Model1 is not a good model for regression.
salary= b + b1work_yrs + b2satis + b3sex +b4frstlang + e
mod2<-lm(salary~work_yrs + satis + sex +frstlang,data = placed)
summary(mod2)
##
## Call:
## lm(formula = salary ~ work_yrs + satis + sex + frstlang, data = placed)
##
## Residuals:
## Min 1Q Median 3Q Max
## -30492 -8055 -1744 5362 80436
##
## Coefficients:
## Estimate Std. Error t value Pr(>|t|)
## (Intercept) 102214.0 11827.8 8.642 1.06e-13 ***
## work_yrs 2409.4 526.1 4.579 1.37e-05 ***
## satis -2244.4 1988.4 -1.129 0.2618
## sexMale 5949.5 3392.2 1.754 0.0826 .
## frstlangOther 14675.7 6274.0 2.339 0.0214 *
## ---
## Signif. codes: 0 '***' 0.001 '**' 0.01 '*' 0.05 '.' 0.1 ' ' 1
##
## Residual standard error: 15580 on 98 degrees of freedom
## Multiple R-squared: 0.2695, Adjusted R-squared: 0.2397
## F-statistic: 9.038 on 4 and 98 DF, p-value: 2.953e-06
There are some independent variables that have p-values less than 0.05 or may be considered significant.

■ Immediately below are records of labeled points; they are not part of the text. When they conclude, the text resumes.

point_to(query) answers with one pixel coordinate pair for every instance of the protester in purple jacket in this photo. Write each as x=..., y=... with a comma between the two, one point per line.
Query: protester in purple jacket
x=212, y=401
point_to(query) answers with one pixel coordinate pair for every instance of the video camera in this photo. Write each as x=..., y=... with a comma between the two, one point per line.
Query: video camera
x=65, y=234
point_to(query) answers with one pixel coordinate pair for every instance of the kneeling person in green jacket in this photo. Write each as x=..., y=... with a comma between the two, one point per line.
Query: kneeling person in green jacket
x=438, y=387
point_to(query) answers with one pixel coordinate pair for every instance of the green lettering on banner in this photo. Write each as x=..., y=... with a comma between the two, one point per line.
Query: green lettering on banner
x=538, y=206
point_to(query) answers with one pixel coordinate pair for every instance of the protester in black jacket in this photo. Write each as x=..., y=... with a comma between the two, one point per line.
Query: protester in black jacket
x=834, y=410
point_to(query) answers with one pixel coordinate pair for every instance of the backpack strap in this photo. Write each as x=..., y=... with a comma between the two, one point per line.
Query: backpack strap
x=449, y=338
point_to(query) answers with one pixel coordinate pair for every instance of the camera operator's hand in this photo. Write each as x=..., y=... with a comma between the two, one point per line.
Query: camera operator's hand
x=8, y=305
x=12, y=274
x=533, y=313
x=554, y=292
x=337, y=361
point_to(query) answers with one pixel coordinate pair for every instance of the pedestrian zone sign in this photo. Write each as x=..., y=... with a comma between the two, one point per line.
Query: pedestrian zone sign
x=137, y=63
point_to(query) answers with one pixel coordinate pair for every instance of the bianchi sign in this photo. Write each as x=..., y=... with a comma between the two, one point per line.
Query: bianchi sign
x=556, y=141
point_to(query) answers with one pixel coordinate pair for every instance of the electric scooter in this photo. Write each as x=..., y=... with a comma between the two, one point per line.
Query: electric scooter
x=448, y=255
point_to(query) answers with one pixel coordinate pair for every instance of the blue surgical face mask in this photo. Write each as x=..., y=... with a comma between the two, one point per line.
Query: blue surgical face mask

To clarify this a look at the coefficients would be good
mod2$coefficients
## (Intercept) work_yrs satis sexMale frstlangOther
## 102213.950 2409.391 -2244.425 5949.464 14675.672
Visualising the coefficients
coefplot(mod2)
# Conclusion
1. Its clear that work years and first language creates a significant difference in the salary of the graduates. 2. With every 1 year increase in work years, salary increases by Rs. 2409. 3. Language has a relative greater impact on salary as compared to sex, GMAT scores, age and satisfaction levels with the course. 4. Model3 suits the regression better.